China burned or otherwise consumed 4.2 billion metric tons in 2013, according to the new data, and its emissions now far exceed those of any other country, including the United States, the second-largest emitter.

This is not the first time China has underestimated its coal consumption. In the late 1990s, small coal mines were ordered to close, but many of them simply stopped reporting their output to the government. For a time, this created an erroneous impression that China had succeeded in generating economic growth without increasing emissions.

More recently, some scientists concluded that China’s emissions were lower than widely believed because the coal it was using burned less efficiently than researchers had generally assumed. But Mr. Yang said that conclusion had been disputed.

The revised numbers do not alter scientists’ estimates of the total amount of carbon dioxide in the air. That is measured directly, not inferred from fuel consumption statistics the way countries’ emissions are usually estimated.

So if China’s emissions have been much greater than believed, researchers will want to understand where the extra carbon dioxide output ended up — for example, how it might have been absorbed in natural “sinks” like forests or oceans, said Josep G. Canadell, executive director of the Global Carbon Project, which studies the sources and flows of greenhouse-gas pollution.

“If the emissions are partially wrong,” Mr. Canadell said, “we’ll be wrong in attributing carbon sources and sinks.”

The safest route for the international community when dealing with any statistics coming out of China is to assume they are cooked. Has there ever been a communist country that did otherwise? I usually hate using generalities, but really, the way the old Soviet bloc countries used to lie about everything from grain harvests to cars on the road should make anything coming out of China suspect.

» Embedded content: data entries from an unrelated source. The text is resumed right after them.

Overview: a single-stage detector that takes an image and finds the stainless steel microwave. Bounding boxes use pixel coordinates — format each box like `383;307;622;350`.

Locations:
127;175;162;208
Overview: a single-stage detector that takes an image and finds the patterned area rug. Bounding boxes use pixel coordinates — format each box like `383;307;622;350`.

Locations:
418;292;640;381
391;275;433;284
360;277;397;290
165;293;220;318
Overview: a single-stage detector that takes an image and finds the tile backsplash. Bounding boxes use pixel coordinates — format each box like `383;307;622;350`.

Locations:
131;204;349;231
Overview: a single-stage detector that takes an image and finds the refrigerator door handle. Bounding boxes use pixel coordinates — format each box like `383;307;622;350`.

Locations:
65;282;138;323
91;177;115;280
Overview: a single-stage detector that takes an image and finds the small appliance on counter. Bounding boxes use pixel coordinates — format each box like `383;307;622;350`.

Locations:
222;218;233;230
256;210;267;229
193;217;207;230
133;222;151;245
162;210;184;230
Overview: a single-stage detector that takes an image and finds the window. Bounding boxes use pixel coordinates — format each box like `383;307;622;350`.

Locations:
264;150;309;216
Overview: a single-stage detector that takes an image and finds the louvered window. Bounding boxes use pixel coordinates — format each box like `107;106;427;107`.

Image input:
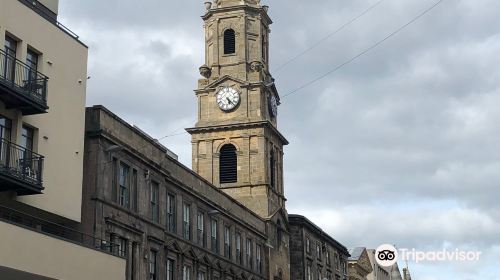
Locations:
224;29;236;54
219;144;238;184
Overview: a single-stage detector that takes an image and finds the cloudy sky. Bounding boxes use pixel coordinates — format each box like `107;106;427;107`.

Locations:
60;0;500;280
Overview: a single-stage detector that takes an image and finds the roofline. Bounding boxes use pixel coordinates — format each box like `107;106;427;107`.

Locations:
288;214;351;255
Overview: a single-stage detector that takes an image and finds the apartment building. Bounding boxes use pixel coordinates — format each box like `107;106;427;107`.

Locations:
289;214;350;280
0;0;125;279
82;106;271;280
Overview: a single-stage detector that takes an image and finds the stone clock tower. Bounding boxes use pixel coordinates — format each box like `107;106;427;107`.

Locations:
187;0;288;217
187;0;290;280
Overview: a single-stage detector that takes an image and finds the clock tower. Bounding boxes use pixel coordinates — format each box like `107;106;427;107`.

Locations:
187;0;290;280
187;0;288;218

With this new information, it is absolutely clear that imposing the kind of draconian cuts in carbon emissions on the United States planned for by the international community will not lower emissions worldwide by one single molecule. The increase in coal burning by China — again, just the increase — amounts to 70% of the carbon emissions by the U.S. Until China is subject to the same rules on carbon that the rest of the world is bound by, the U.S. Senate should reject any and all climate treaties.